Researchers at the National Institutes of Health (NIH) have discovered a new genetic disorder characterized by developmental delays and malformations of the brain, heart and facial features, according to a press release from the NIH.
Named linkage-specific-deubiquitylation-deficiency-induced embryonic defects syndrome (LINKED), it is caused by a mutated version of the OTUD5 gene, which interferes with key molecular steps in embryo development.
The findings indicate that the newly identified pathway may be essential for human development and may also underlie other disorders that are present at birth. The information will help scientists better understand such diseases -- both common and rare -- and improve patient care. The results were reported Jan. 20, 2021 in Science Advances.

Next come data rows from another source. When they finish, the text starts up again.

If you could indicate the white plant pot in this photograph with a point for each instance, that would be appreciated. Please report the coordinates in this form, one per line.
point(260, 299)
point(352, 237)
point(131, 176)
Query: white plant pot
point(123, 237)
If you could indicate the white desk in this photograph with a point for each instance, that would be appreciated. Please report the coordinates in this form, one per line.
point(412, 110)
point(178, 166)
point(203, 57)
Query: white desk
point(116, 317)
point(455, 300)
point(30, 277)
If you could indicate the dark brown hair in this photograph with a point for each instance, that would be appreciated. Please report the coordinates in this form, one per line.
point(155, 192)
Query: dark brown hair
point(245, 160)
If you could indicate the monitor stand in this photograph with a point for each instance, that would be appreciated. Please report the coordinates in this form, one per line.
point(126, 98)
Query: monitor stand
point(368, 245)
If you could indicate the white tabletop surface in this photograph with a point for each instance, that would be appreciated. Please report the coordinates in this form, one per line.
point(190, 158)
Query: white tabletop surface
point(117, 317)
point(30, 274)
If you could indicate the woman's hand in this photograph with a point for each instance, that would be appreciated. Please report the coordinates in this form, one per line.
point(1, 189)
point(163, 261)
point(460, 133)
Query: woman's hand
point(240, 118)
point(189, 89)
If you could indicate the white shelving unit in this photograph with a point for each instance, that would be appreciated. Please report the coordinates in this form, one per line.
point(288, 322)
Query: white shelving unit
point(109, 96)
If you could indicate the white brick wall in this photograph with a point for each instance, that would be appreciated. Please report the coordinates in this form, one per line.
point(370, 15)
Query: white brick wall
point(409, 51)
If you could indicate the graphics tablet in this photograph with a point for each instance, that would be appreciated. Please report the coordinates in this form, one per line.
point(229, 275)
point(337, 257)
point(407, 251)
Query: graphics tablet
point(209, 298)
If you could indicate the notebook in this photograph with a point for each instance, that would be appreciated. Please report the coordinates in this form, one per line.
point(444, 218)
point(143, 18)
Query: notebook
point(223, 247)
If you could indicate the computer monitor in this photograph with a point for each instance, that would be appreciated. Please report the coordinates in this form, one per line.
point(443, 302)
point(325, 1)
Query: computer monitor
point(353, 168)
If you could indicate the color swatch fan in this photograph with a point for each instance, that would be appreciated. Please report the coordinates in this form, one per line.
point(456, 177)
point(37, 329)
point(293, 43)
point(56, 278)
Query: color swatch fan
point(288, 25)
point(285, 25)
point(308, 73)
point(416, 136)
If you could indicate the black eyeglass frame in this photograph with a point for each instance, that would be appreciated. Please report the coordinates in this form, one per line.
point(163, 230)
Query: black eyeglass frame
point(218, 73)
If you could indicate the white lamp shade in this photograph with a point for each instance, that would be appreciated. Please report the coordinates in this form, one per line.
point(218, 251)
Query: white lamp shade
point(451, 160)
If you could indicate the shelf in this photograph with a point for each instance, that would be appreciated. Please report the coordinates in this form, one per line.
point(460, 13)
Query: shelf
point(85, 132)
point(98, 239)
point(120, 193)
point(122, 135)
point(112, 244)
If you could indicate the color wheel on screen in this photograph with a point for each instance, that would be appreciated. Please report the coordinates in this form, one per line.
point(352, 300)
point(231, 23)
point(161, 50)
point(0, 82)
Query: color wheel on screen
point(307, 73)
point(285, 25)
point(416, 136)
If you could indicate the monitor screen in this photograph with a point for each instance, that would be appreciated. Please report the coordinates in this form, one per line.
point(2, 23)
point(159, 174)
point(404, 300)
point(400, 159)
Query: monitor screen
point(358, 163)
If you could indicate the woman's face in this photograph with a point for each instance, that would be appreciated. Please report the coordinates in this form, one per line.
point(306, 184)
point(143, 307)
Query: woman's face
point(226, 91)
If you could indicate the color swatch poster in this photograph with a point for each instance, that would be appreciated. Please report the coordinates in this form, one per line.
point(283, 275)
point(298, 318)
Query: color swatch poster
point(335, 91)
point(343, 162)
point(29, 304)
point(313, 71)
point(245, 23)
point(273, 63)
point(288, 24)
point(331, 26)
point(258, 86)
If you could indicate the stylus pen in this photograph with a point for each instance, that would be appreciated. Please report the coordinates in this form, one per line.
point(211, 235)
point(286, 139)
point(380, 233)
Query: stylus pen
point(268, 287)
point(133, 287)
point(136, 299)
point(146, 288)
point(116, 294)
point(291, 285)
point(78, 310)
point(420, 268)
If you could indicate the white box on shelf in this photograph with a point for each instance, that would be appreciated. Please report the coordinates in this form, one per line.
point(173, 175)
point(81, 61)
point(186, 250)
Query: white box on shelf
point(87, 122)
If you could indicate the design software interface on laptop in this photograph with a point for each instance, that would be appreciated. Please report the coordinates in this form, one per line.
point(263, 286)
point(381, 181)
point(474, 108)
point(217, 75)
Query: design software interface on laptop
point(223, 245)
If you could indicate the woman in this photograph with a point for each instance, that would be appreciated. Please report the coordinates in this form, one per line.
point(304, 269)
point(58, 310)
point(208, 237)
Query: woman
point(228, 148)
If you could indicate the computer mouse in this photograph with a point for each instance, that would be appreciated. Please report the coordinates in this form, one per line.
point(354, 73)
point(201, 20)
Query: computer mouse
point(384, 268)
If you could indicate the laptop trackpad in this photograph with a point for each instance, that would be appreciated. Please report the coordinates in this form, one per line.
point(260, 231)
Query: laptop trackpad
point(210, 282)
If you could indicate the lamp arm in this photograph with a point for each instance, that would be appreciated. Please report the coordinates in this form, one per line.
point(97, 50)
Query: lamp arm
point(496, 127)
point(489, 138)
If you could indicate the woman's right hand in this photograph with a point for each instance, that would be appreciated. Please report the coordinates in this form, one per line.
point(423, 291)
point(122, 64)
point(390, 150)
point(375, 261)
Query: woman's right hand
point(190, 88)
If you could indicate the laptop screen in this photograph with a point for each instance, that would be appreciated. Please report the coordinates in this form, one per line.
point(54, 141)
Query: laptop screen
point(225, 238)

The gene contains instructions for making the OTUD5 enzyme, which is involved in ubiquitylation, a process that molecularly alters a protein to change its function. Ubiquitylation plays a role in governing cell fate, where stem cells are instructed to become specific cell types in the early stages of embryo development.

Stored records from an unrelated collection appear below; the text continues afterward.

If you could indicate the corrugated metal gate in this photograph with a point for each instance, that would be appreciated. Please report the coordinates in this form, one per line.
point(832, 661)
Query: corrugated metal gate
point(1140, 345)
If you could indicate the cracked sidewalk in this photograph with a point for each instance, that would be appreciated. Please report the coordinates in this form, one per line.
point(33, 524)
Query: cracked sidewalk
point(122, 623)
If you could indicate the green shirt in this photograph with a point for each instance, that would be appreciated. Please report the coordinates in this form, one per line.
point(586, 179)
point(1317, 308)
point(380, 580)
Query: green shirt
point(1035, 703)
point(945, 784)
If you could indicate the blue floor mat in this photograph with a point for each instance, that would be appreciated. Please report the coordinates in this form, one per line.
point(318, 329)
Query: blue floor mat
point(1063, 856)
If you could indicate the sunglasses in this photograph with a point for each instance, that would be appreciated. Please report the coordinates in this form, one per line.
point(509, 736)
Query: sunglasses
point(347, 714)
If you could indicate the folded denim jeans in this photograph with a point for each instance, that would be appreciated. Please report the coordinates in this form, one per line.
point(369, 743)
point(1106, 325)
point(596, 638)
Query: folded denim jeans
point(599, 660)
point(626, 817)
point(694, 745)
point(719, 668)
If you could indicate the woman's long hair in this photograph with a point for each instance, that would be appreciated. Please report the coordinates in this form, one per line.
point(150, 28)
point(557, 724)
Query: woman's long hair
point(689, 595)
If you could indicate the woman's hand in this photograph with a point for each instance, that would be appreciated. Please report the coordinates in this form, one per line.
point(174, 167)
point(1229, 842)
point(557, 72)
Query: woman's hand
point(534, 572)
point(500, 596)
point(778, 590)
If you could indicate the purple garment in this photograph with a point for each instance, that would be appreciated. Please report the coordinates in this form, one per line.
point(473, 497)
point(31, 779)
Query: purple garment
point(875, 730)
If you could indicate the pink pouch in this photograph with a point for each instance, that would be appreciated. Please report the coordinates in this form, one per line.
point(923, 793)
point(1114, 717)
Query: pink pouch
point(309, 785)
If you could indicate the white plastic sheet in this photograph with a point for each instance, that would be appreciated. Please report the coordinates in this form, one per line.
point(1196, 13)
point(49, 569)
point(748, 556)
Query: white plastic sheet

To start, the NIH team examined cells taken from patient samples, which were processed at the NIH Clinical Center. Normally, OTUD5 edits or removes molecular tags on certain proteins (substrates) to regulate their function. But in cells from patients with OTUD5 mutations, this activity was impaired.
Using a method to return mature human cells to the stem cell-like state of embryo cells, the scientists found that OTUD5 mutations were linked to abnormalities in the development of neural crest cells, which give rise to tissues of the craniofacial skeleton, and of neural precursors, cells that eventually give rise to the brain and spinal cord.
In further experiments, the team discovered that the OTUD5 enzyme acts on a handful of protein substrates called chromatin remodelers. This class of proteins physically alters the tightly packed strands of DNA in a cell's nucleus to make certain genes more accessible for being turned on or expressed.
Taken together, the researchers concluded, OTUD5 normally keeps these chromatin remodelers from being tagged for destruction. But when OTUD5 is mutated, its protective function is lost and the chromatin remodelers are destroyed, leading to abnormal development of neural precursors and neural crest cells. Ultimately, these changes can lead to some of the birth defects seen in LINKED patients.